In 1946 Ed and Irene Salo purchased an island and mainland property on Bell Lake, Goschen Township, 28 air miles SW of Sudbury. Ed & his fishing buddies had taken numerous trips to Bell Lake and camped on that island and Ed had it in his mind that someday he would buy it.

That winter with team of horses, and a sled packed with supplies he left Bill Gemmel's Landing on Lake Penage and proceeded to Bell Lake & clear the land and put up temporary quarters. The island was stacked with peeled pine logs for buildings and piles of stones used for foundations, chimneys and flagstone walkways plus a stone retaining wall on the lake facing the main lodge.

It is also at this time, the Canadian Government had a relief program with Finland, and one of the programs involved logging, and building. So 6-8 skilled Finnish workers were then on the island building the Main Lodge & Sauna. His wife Irene, who was still in Waters Twp & Sudbury, looking after associated paperwork, then flew with Ben Merwin's Nickel Belt Airways to Bell Lake and they proceeded to build. It took 6 years just to fully landscape the island.

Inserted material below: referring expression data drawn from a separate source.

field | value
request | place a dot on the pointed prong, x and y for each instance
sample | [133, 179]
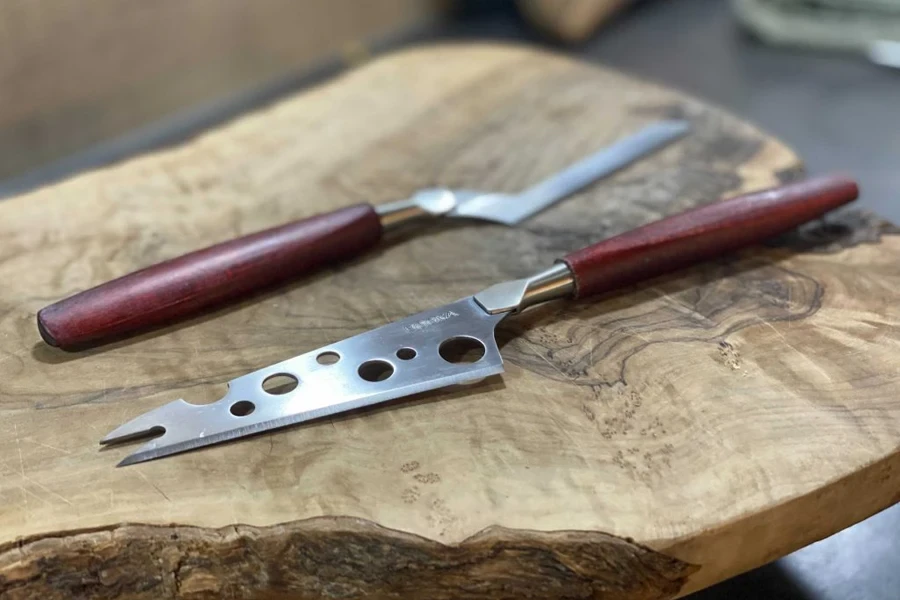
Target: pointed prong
[145, 425]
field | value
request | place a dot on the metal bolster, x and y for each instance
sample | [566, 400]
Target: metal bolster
[514, 296]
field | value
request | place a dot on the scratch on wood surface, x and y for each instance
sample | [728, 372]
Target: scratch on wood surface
[153, 485]
[46, 489]
[798, 351]
[61, 450]
[19, 449]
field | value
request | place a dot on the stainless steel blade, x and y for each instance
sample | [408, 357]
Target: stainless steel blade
[408, 352]
[511, 209]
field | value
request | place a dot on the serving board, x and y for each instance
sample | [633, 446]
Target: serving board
[640, 446]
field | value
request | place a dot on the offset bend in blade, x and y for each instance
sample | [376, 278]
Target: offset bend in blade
[511, 209]
[392, 361]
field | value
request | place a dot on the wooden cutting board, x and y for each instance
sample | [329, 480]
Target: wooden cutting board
[641, 446]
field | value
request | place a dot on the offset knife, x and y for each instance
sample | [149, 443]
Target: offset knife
[455, 343]
[208, 278]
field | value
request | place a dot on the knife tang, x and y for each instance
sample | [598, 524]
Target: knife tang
[181, 287]
[704, 233]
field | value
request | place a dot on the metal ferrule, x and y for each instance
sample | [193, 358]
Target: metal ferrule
[425, 205]
[514, 296]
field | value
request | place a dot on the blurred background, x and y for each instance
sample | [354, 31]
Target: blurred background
[87, 84]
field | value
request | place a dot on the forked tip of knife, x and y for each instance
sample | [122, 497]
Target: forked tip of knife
[133, 430]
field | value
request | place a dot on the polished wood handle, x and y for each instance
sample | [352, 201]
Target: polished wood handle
[704, 233]
[206, 279]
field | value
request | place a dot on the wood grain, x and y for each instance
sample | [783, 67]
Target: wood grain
[676, 433]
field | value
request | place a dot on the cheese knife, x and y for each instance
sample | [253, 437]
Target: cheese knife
[455, 343]
[209, 278]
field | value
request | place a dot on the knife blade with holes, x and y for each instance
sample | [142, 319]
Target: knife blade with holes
[212, 277]
[455, 343]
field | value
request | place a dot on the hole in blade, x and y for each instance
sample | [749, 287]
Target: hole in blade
[280, 383]
[242, 408]
[462, 350]
[328, 358]
[376, 370]
[406, 353]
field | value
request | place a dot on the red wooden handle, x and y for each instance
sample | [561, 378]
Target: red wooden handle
[205, 279]
[704, 233]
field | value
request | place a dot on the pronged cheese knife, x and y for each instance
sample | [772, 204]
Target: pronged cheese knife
[206, 279]
[455, 343]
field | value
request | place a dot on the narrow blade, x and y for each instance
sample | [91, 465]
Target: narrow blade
[511, 209]
[393, 361]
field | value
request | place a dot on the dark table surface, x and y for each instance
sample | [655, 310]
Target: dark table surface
[837, 111]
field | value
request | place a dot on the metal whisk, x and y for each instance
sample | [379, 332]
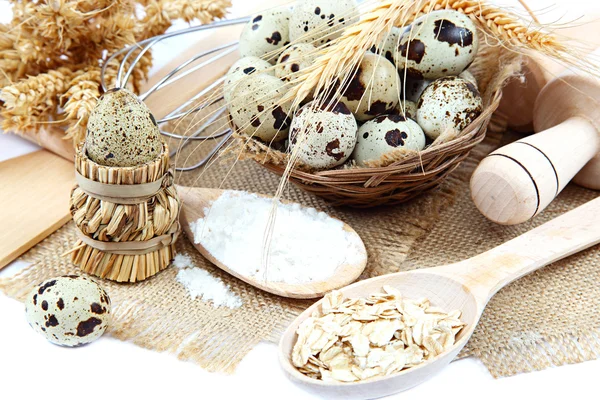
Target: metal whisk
[203, 60]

Click here to view images of Blue Mountain Lodge - Gallery 

There was a two-way radio hookup with Austin Airway's operations network. Irene was able to Ham it with Melissa Forbes on Forbes Island, Tyson Lake. On several occasions there would be 8+ flights a day, taking guests back to Sudbury and new arrivals.

There was also an Outpost Camp built at Norway Lake, accessible only by canoe or by air. Several guests took this as a challenge and were rewarded by excellent pickerel fishing.

It was in 1955 that the Department of Lands & Forests landed in Bell Lake with several cans of Speckled Trout fingerlings. Ed Salo had been in liaison with them for quite awhile regarding the stocking of Grey's Lake with trout. Their study showed that Grey's Lake would be feasible. Several years later the results were favourable, and some speckled trout had even migrated to another nearby lake.

In this same area was a slough with several beaver dams and was in effect a natural habitat for everything nature had to offer. Ed Salo & Carmen Fielding (Fielding Bird Sanctuary) agreed that wild rice could be implemented in that area. Irene Salo already had a recipe for using wild rice, thought it was a great idea. The wild rice was planted and it took hold and grew quite high. Then one early fall morning, you could hear the honking of the geese, upon visiting the slough it had been stripped clean. who knew we were on a migration route. The geese did... Irene was not too happy.

The Salo's also brought in Mallard ducks and 2 Swans which The Sudbury Daily Star had a field day writing articles in their paper. True enough, the Swan's would pass in front of the island causing a sensation.

Permits were issued again by Lands & Forests for the cutting of trees for fire wood used for sauna, fireplaces and stoves. In this case a certain area could be cut to produce 40 cord of wood. The forestry department then would give Edwin Salo seedlings for planting. This process also showed positive results.

Ed Salo then decided to start a small logging operation, on the mainland and with 2 Bombardier J5 tractors was hauling cut timber to Evans Lumber & Supply and returning with supplies to Bell Lake, also hauling to Tyson Lake. This was in 1956. Irene then had to look after the books as well as Gov't reports, as Log Supply & Scaling.

It was in the 1960's that Ontario Gov't Surveyors were looking at putting a road from Burwash, Ontario to the townsite of Killarney on Georgian Bay. This became HWY 637 and passed south of Bell Lake. Eventually in 1964 Killarney Provincial Park came into being, and the 2 islands and lands were now in a Provincial Park.

Irene & Ed Salo sold the Bell Lake operation to the Mallott Family in late 1969.